Prewar Cambodia offered an almost idyllic boyhood to Arn Chorn, but the Khmer Rouge turned his world upside down, separating him from his family and sending Arn to a work camp. He survived the camp by learning to play the khim, a traditional Cambodian instrument. Sent to fight the Vietnamese, Arn fled to the jungle, fell ill, woke up in a refugee camp, nearly drowned in a flood, and was rescued and brought to the U.S. by Reverend Peter Pond, who adopted him. Through music, Arn slowly adjusted to his new country but promised to return to Cambodia. An afterword describes his subsequent efforts to assist war survivors and revive traditional Cambodian arts and music. Filled with drama and tragedy, this picture-book biography skillfully telescopes Arn’s tumultuous boyhood. Realistic gouache illustrations depict the terrors of war but refrain from showing graphic violence. Amazing and inspiring, this biography is an excellent choice for multicultural studies. Grades 3-5. --Linda Perkins
About the Author
Michelle Lord fell in love with the culture of Cambodia when she traveled there to adopt her youngest daughter. She was inspired to write Little Sap and Monsieur Rodin after discovering the story behind Auguste Rodin's Cambodian Dancer sketches. Lord lives in New Braunfels, Texas, with her husband and their three children. Little Sap and Monsieur Rodin is her first picture book.
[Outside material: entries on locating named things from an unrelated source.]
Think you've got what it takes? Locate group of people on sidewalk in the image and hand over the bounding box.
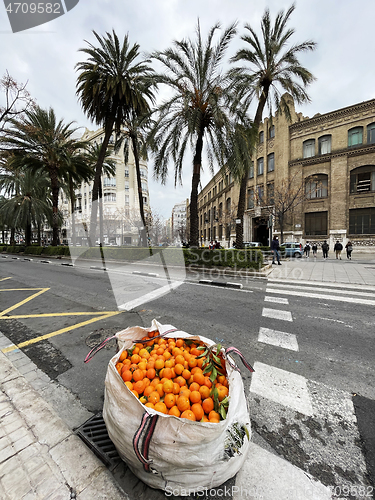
[271,236,353,266]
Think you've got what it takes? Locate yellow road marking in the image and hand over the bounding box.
[0,311,120,321]
[1,311,121,353]
[0,288,49,316]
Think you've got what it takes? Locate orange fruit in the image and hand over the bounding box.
[168,406,181,417]
[133,368,143,382]
[176,396,190,412]
[125,380,133,391]
[154,401,168,414]
[118,350,128,363]
[190,391,202,403]
[147,391,160,405]
[164,394,176,408]
[202,398,214,415]
[181,410,197,422]
[191,403,204,422]
[121,370,133,382]
[133,380,145,394]
[193,371,205,385]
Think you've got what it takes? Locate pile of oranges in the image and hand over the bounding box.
[116,331,228,423]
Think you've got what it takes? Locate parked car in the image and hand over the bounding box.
[280,242,303,258]
[243,241,263,248]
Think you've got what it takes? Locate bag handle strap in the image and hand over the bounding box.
[225,347,254,372]
[133,411,159,474]
[84,335,116,363]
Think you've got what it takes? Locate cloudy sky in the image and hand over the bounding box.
[0,0,375,217]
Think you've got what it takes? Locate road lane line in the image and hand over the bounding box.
[258,326,299,351]
[250,361,313,416]
[262,307,293,321]
[266,288,375,306]
[1,311,121,353]
[264,295,289,305]
[118,281,184,311]
[0,288,49,317]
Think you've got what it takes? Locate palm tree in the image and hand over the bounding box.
[0,168,52,246]
[231,5,316,247]
[149,23,236,246]
[0,106,86,246]
[76,31,154,245]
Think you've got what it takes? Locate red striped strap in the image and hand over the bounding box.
[133,411,159,473]
[84,335,116,363]
[225,347,254,372]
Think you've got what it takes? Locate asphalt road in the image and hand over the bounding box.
[0,257,375,498]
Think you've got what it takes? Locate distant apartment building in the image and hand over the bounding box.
[198,98,375,248]
[171,201,188,243]
[60,129,150,245]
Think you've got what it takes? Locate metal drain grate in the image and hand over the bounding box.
[76,412,121,470]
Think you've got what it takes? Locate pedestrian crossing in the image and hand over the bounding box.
[250,279,375,499]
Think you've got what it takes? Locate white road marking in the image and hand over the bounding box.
[266,288,375,306]
[266,283,375,299]
[264,295,289,304]
[262,307,293,321]
[250,361,313,416]
[258,326,299,351]
[118,281,184,311]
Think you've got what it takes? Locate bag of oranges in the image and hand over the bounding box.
[103,320,252,495]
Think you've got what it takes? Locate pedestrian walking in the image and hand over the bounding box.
[271,236,281,266]
[311,243,318,259]
[303,241,311,259]
[322,240,329,259]
[345,240,353,260]
[333,240,342,260]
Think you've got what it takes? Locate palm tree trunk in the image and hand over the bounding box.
[190,131,203,247]
[130,134,148,247]
[89,121,115,246]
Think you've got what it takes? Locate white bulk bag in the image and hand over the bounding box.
[103,320,251,495]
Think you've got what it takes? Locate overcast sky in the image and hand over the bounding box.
[0,0,375,218]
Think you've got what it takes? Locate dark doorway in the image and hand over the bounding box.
[253,217,269,246]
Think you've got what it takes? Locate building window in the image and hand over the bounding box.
[267,153,275,172]
[249,161,254,179]
[303,139,315,158]
[348,127,363,147]
[267,183,275,205]
[104,177,116,187]
[350,165,375,194]
[305,212,328,236]
[305,174,328,200]
[247,188,254,208]
[104,193,116,202]
[257,158,264,175]
[349,208,375,234]
[367,123,375,144]
[318,135,332,155]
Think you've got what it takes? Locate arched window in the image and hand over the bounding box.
[303,139,315,158]
[305,174,328,200]
[318,135,332,155]
[350,165,375,193]
[348,127,363,147]
[367,123,375,144]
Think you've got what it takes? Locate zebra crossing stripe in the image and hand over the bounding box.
[264,295,289,305]
[258,326,299,351]
[262,307,293,321]
[250,361,314,416]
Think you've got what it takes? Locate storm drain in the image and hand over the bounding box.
[76,412,121,471]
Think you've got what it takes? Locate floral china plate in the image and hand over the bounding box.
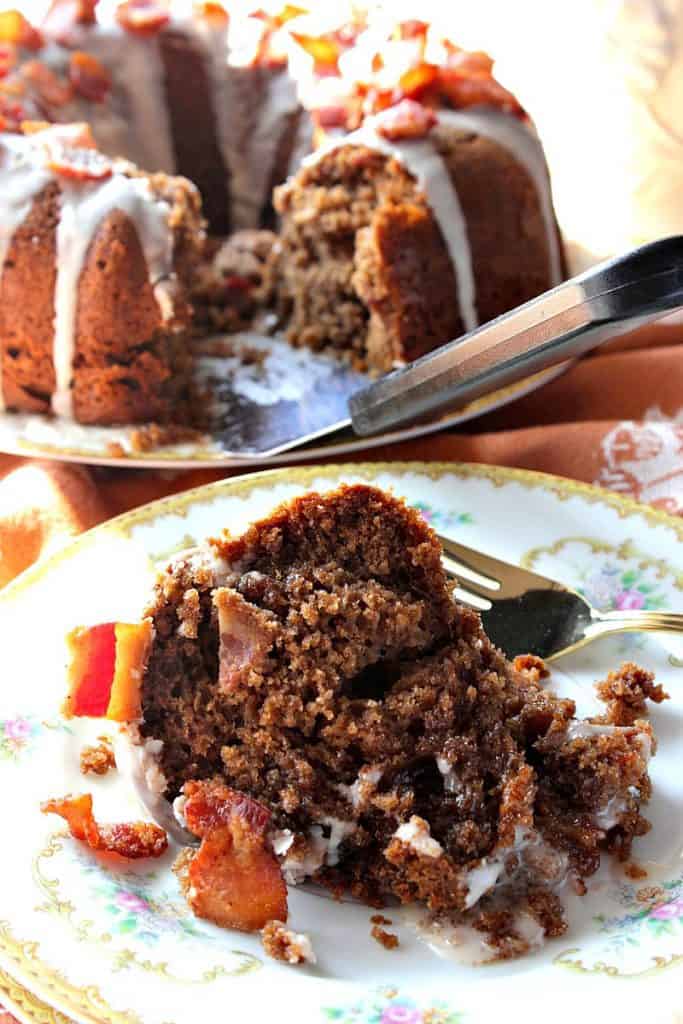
[0,464,683,1024]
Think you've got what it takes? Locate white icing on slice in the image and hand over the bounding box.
[438,109,562,285]
[52,165,173,419]
[304,114,479,331]
[0,135,52,410]
[62,23,176,174]
[393,814,443,858]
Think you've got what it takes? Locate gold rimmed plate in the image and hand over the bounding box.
[0,463,683,1024]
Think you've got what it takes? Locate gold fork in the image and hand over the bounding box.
[439,537,683,660]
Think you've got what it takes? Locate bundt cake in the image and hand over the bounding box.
[275,39,563,371]
[0,0,310,234]
[0,124,203,424]
[66,485,663,955]
[0,6,563,424]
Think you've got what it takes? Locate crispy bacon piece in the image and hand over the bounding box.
[43,0,97,43]
[22,60,74,106]
[116,0,171,36]
[0,10,43,50]
[0,92,26,132]
[397,18,429,39]
[311,104,348,131]
[62,618,153,722]
[40,793,168,860]
[292,32,342,78]
[180,782,287,932]
[69,50,112,103]
[439,64,525,118]
[213,587,274,692]
[195,0,230,27]
[398,62,438,99]
[377,99,437,142]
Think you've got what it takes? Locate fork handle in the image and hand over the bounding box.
[584,610,683,638]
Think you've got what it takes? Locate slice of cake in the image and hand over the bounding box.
[0,0,311,236]
[61,485,653,955]
[275,39,563,371]
[0,124,204,424]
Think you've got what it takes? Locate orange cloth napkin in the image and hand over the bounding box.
[0,325,683,586]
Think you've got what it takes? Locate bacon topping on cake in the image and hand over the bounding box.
[40,793,168,860]
[69,50,112,103]
[116,0,171,36]
[176,782,287,932]
[377,99,438,142]
[0,10,43,50]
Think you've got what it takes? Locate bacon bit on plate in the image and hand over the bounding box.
[43,0,97,43]
[69,50,112,103]
[22,60,74,106]
[195,0,230,27]
[377,99,437,142]
[40,793,168,860]
[0,43,17,78]
[62,618,153,722]
[0,10,43,50]
[62,618,153,722]
[116,0,171,36]
[179,782,287,932]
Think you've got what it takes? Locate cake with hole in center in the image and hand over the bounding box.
[62,484,664,956]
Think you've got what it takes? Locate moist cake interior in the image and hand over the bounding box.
[140,485,653,955]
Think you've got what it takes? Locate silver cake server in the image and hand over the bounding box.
[214,236,683,458]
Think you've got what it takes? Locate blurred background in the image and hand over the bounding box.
[17,0,683,270]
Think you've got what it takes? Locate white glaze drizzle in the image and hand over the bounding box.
[0,135,52,410]
[52,166,173,419]
[0,135,173,418]
[438,108,562,285]
[304,114,479,331]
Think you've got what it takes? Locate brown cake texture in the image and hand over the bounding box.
[0,0,312,237]
[136,484,654,956]
[275,115,558,371]
[0,126,204,424]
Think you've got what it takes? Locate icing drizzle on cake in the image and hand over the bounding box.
[0,135,174,419]
[304,108,563,331]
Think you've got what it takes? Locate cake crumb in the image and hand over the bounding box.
[370,925,398,949]
[624,861,647,882]
[512,654,550,683]
[594,662,669,725]
[261,921,316,964]
[130,423,204,455]
[80,736,116,775]
[105,441,128,459]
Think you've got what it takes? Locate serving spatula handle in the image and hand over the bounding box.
[349,236,683,436]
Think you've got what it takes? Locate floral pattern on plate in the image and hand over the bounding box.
[34,833,261,984]
[594,874,683,950]
[323,987,465,1024]
[0,715,70,761]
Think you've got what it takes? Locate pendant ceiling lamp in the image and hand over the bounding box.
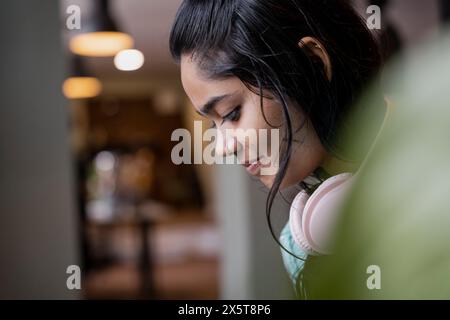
[62,56,102,99]
[69,0,134,57]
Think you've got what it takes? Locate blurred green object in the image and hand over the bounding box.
[304,31,450,299]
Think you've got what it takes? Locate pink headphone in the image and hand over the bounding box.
[289,173,353,255]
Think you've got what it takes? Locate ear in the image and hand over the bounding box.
[298,37,333,81]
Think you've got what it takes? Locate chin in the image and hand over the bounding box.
[259,175,302,191]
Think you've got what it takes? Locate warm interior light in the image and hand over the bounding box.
[70,31,134,57]
[63,77,102,99]
[114,49,144,71]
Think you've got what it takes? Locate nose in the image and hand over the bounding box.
[215,130,238,157]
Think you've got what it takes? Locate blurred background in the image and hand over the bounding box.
[0,0,450,299]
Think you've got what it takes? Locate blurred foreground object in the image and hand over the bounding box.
[305,30,450,299]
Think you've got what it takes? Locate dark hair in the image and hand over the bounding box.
[170,0,381,262]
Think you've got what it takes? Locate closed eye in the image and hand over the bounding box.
[222,106,241,124]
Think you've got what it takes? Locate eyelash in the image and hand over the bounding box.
[211,106,241,129]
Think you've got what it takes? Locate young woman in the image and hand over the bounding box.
[170,0,380,298]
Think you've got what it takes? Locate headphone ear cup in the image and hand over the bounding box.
[289,173,353,255]
[289,190,317,255]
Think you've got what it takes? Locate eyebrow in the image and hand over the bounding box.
[197,94,233,116]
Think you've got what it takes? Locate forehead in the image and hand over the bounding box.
[180,55,245,108]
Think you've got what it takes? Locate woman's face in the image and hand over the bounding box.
[181,55,326,189]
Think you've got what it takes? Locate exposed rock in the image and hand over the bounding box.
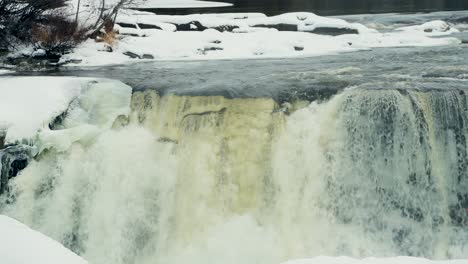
[174,21,208,31]
[116,22,137,29]
[252,24,298,31]
[304,27,359,36]
[141,54,154,60]
[0,145,32,194]
[138,23,162,30]
[213,25,239,32]
[198,46,223,55]
[123,51,154,60]
[120,33,145,37]
[123,51,141,59]
[0,130,6,150]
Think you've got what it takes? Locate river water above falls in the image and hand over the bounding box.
[0,11,468,264]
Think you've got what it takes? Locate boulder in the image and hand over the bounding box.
[138,23,162,30]
[116,22,137,29]
[251,23,298,31]
[0,145,32,195]
[304,27,359,36]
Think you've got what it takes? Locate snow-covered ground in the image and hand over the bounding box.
[0,215,88,264]
[0,69,13,75]
[138,0,232,8]
[283,257,468,264]
[0,77,131,147]
[57,10,460,66]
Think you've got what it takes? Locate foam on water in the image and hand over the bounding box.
[0,79,468,264]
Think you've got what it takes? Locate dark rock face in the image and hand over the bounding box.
[144,0,468,16]
[252,24,298,31]
[0,145,32,195]
[123,51,154,60]
[123,51,141,59]
[174,21,207,31]
[174,21,239,32]
[138,23,162,30]
[304,27,359,36]
[116,22,137,29]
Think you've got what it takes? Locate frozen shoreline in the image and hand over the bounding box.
[54,10,461,66]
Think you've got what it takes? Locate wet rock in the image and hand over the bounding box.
[141,54,154,60]
[174,21,208,31]
[198,46,223,55]
[123,51,141,59]
[252,24,298,31]
[0,145,32,195]
[138,23,162,30]
[116,22,137,29]
[304,27,359,36]
[123,51,154,60]
[213,25,239,32]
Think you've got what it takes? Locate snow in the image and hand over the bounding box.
[0,69,13,75]
[0,215,87,264]
[0,77,82,143]
[134,0,232,8]
[283,257,468,264]
[396,20,460,36]
[0,77,131,145]
[57,10,461,66]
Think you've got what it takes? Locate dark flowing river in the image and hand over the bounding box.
[142,0,468,15]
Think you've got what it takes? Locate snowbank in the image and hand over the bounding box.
[0,77,131,148]
[0,77,83,143]
[62,10,461,66]
[0,69,13,75]
[137,0,232,9]
[0,215,87,264]
[396,20,460,36]
[283,257,468,264]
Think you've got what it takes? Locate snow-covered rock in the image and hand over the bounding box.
[0,77,131,146]
[396,20,459,36]
[137,0,232,9]
[56,10,461,66]
[0,215,88,264]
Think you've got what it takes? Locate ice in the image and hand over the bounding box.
[0,77,131,146]
[0,215,88,264]
[396,20,460,36]
[62,10,461,66]
[0,77,82,143]
[0,69,13,75]
[134,0,232,8]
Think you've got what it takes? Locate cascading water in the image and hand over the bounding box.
[0,82,468,264]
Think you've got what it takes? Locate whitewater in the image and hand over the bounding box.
[1,73,468,263]
[0,7,468,264]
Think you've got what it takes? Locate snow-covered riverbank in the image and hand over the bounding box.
[57,10,461,66]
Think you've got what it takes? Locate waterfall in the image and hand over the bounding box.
[0,85,468,264]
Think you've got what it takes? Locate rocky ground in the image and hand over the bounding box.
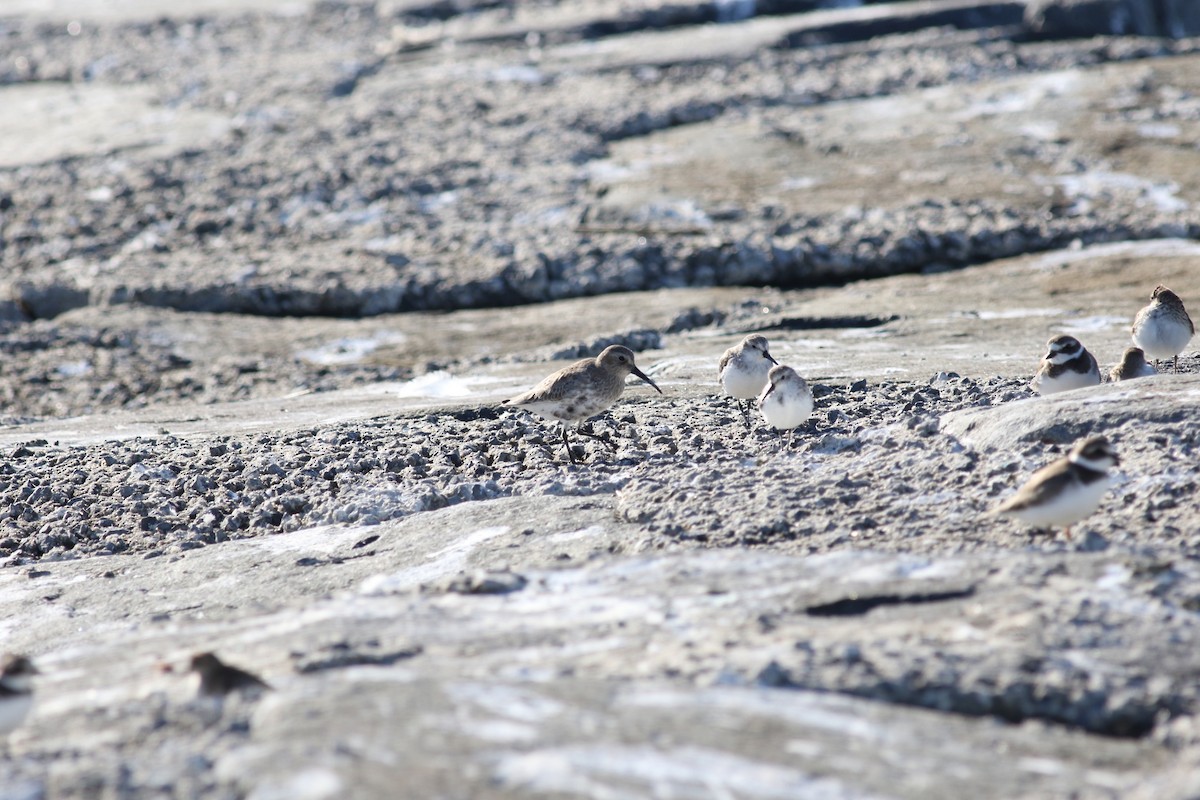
[0,0,1200,800]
Shino Arihara is a full-time illustrator who was born in the United States and grew up in Japan. She felt an immediate connection to Arn Chorn-Pond's story because a close friend, and fellow artist, went through a similar experience when he lived in Cambodia. "I wanted to do this book for him," says Arihara. She lives with her husband, a musician, in Redwood City, California.